Les problèmes soulevés autour de la condition féminine inspirent souvent une approche passionnée et manichéenne à un point tel que celle-ci tend à obscurcir une analyse se voulant objective. La lettre reçue par la rédaction de oumma.com permet de relancer le débat et nous ne pouvons que nous féliciter qu’un élu local expose ses vues, même si elles sont tranchées, sur un site musulman.

Bien qu’elle s’en défende, cette lettre suggère, au travers de la question emblématique du port du hidjeb, qu’il y aurait une spécificité propre aux musulmans sur la question de la condition féminine. Si, effectivement, le statut (juridique) octroyé à la femme est l’objet de contestations de plus en plus grandes dans la plupart des sociétés musulmanes, le véritable enjeu du débat est de savoir si l’Islam, en tant que système de valeurs, vise à légitimer la domination masculine -c’était l’objet de mon intervention précédente-. En accréditant une telle optique, l’idéologie dominante en Occident, héritière de l’enfermement dans des préjugés culturalistes, et se complaisant dans la réactivation des clichés de l’orientalisme si bien identifiés par Edward Saïd et dont la fonction était de justifier la domination coloniale, assigne ses voies comme étant l’unique chemin que doit impérativement emprunter la femme musulmane pour son émancipation. Ce faisant, cette idéologie ignore (voire dénigre) tous les processus qui affectent les diverses sociétés musulmanes dans le combat pour les droits de la femme, lorsque celui-ci ne se déploie pas suivant leur modèle.

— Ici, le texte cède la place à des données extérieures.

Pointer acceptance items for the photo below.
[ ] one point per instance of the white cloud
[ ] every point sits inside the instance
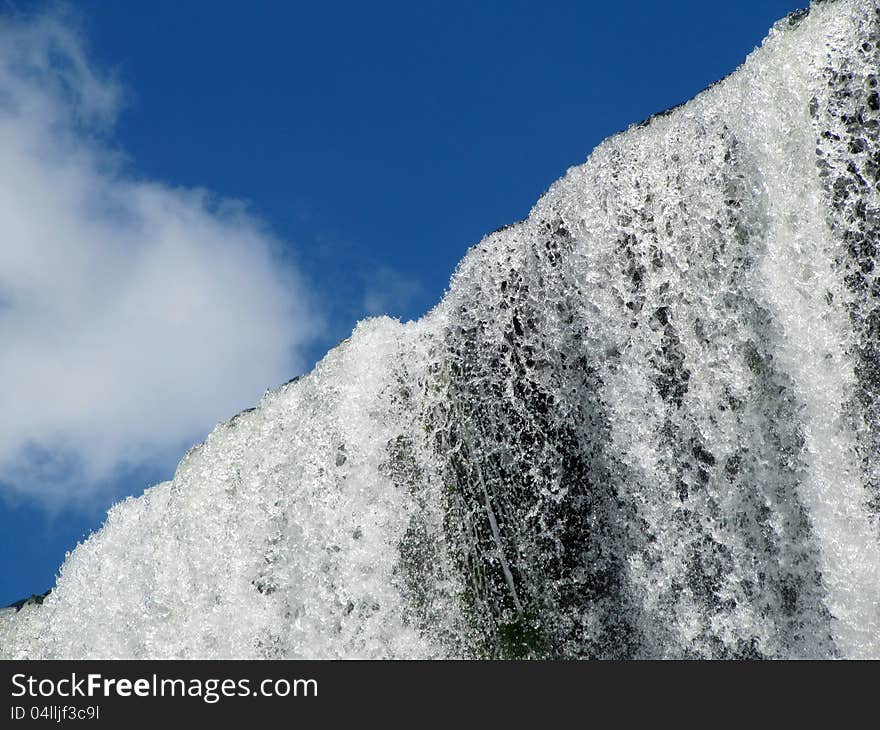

Aussi, un certain nombre de constats s’impose, que nous voudrions rappeler, même si leur évidence se trouve être contestée, sans doute par méconnaissance.

Les mécanismes que nous pouvons identifier, avec Bourdieu, comme générant les rapports sociaux entre sexes (au sens anglais de gender) et constitutifs de la domination masculine1 paraissent concerner la quasi-totalité des sociétés humaines, quelle que soit, par ailleurs, leur spiritualité religieuse. A cet égard, il convient de remarquer, parmi les rares sociétés matriarcales, que certaines, comme par exemple les Minangkabau de Sumatra central, n’en ont pas moins adopté l’Islam et adhéré à la révélation coranique.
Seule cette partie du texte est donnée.